The set of languages and characters supported by the ISO standard ISO 8859/1--"Information Processing--8 bit single byte coded graphic character sets--Part 1: Latin Alphabet #1" is believed to include most of those that are used in North America, Western Europe and Western Hemisphere. They are listed below:
Danish, Dutch, English, Faeroese, Finnish, French, German, Icelandic, Irish, Italian, Norwegian, Portuguese, Spanish and Swedish.
These languages are believed used in at least the following countries:
______________________________________ Argentina Finland Panama Australia France Paraguay Austria Germany Peru Belgium Guatemala Portugal Bolize Guyana El Salvador Bolivia Honduras Spain Brazil Iceland Surinam Canada Ireland Sweden Chile Italy Switzerland Colombia Liechtenstein The Netherlands Costa Rica Luxembourg UK Cuba Mexico USA Denmark New Zealand Uruguay Ecuador Nicaragua Venezuela Faroe Islands Norway ______________________________________
Returning now to the ASCII Character set, the main advantage embodied by the English language with regard to sorting is that the alphabetical order of the letters in the English alphabet corresponds to the internal numerical collating sequence in the ASCII set. This special feature makes the sorting of English language strings relatively simple and in most cases efficient.
For example, to sort two characters, the following operations are performed:
1) Convert the cases of both characters into the same one (i.e. the characters become caseless).

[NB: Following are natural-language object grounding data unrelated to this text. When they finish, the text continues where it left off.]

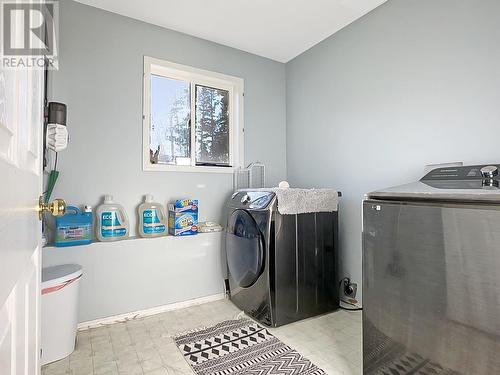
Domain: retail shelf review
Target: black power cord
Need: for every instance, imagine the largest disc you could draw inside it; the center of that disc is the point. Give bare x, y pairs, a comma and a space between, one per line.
347, 290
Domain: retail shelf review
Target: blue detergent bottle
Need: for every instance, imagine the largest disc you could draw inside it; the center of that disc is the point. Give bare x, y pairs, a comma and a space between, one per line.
74, 228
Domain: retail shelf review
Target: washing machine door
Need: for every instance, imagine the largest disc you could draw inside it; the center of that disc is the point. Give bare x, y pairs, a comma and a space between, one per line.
244, 249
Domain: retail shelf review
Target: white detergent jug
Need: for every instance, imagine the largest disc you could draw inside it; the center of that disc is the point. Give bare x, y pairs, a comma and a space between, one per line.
152, 218
112, 221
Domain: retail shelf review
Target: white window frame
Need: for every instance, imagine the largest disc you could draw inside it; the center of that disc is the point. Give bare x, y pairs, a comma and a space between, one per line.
195, 76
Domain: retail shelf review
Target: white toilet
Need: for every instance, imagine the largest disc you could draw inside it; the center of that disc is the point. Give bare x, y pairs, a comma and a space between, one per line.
60, 285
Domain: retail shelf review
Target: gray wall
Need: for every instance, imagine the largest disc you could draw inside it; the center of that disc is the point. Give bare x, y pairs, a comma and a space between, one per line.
412, 83
100, 78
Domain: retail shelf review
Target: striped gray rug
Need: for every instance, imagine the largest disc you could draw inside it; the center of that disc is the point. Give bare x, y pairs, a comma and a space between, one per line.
241, 347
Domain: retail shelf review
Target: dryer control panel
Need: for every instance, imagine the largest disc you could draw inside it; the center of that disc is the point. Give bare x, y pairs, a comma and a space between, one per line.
256, 200
466, 177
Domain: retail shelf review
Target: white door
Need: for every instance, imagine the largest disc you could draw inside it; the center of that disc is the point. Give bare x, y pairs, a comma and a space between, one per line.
21, 124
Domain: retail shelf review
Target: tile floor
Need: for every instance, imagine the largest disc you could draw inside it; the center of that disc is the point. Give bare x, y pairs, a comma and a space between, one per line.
144, 346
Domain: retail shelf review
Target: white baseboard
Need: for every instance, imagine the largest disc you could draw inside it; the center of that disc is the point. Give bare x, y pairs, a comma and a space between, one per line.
148, 312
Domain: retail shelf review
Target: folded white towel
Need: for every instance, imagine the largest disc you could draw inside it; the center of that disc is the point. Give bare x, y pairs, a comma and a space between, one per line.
293, 201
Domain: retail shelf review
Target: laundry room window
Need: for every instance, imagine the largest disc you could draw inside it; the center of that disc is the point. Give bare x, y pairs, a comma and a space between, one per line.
192, 119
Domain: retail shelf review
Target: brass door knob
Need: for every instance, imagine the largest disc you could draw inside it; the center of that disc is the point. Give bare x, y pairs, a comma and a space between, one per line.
57, 207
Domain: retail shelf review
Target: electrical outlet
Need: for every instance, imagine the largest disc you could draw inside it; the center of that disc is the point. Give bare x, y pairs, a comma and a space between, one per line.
350, 289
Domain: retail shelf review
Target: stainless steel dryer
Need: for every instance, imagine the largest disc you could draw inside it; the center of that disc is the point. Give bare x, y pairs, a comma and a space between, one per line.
282, 268
431, 280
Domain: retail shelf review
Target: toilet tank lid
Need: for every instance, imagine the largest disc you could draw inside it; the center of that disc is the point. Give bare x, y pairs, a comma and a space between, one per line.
55, 275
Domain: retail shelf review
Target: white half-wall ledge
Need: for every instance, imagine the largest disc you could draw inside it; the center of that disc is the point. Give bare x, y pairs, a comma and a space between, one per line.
138, 275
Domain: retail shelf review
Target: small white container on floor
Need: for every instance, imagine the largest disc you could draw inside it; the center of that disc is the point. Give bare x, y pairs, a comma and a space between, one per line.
60, 285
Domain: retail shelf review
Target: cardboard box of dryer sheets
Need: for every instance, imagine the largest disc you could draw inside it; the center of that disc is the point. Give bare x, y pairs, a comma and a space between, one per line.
183, 217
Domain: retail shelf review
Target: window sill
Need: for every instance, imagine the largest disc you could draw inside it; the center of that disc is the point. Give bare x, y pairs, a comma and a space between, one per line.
186, 168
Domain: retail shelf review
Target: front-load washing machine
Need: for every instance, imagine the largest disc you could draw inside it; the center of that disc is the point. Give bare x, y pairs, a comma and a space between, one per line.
281, 268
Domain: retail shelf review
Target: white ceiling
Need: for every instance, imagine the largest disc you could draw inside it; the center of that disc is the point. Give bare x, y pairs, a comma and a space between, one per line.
277, 29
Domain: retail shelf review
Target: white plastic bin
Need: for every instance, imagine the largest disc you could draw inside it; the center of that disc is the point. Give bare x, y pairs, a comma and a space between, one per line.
60, 286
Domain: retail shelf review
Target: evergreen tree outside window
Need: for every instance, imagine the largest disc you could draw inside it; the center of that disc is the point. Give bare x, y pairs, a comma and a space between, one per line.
192, 119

2) Use straight comparison of codes (ordinal values) of both characters to determine the relative sort orders. The character whose ordinal value is smaller is collated first (in ascending order sorting).
The main advantage embodied by the English language alphabet (i.e. A to Z, no accented characters) with regard to data retrieval is that the matching process is basically unique (i.e. one-to-one mapping for all characters). In addition, as mentioned above, the ASCII sequences of the characters correspond to their sort order and hence alphabetically sorted data retrievals can be done relatively easily.
In addition, the full repertoire of the ASCII character set is normally represented in most cases by the users' terminals and hence problems of retrieving characters outside the keyboard repertoire does not normally arise.
In general, to insert a text string into an ordered database in ASCII, the following operations are performed:
1) Case conversion is done for the text string. This step is necessary for both upper and lower case versions of the same character to sort and match identically.
2) Use straight comparison of codes (ordinal values) of the case-converted text string against those existing in the database so as to find out the right insertion spot.
The retrieval operation usually goes through the following steps:
1) Find the matches based on the case-converted search key. The matches can be multiple and depends on whether the retrieval is by a unique key or associated with wildcard characters (e.g. find all entries beginning with "A").
2) Matched entries will be extracted and displayed to the user in sorted order since the data is stored in sorted order.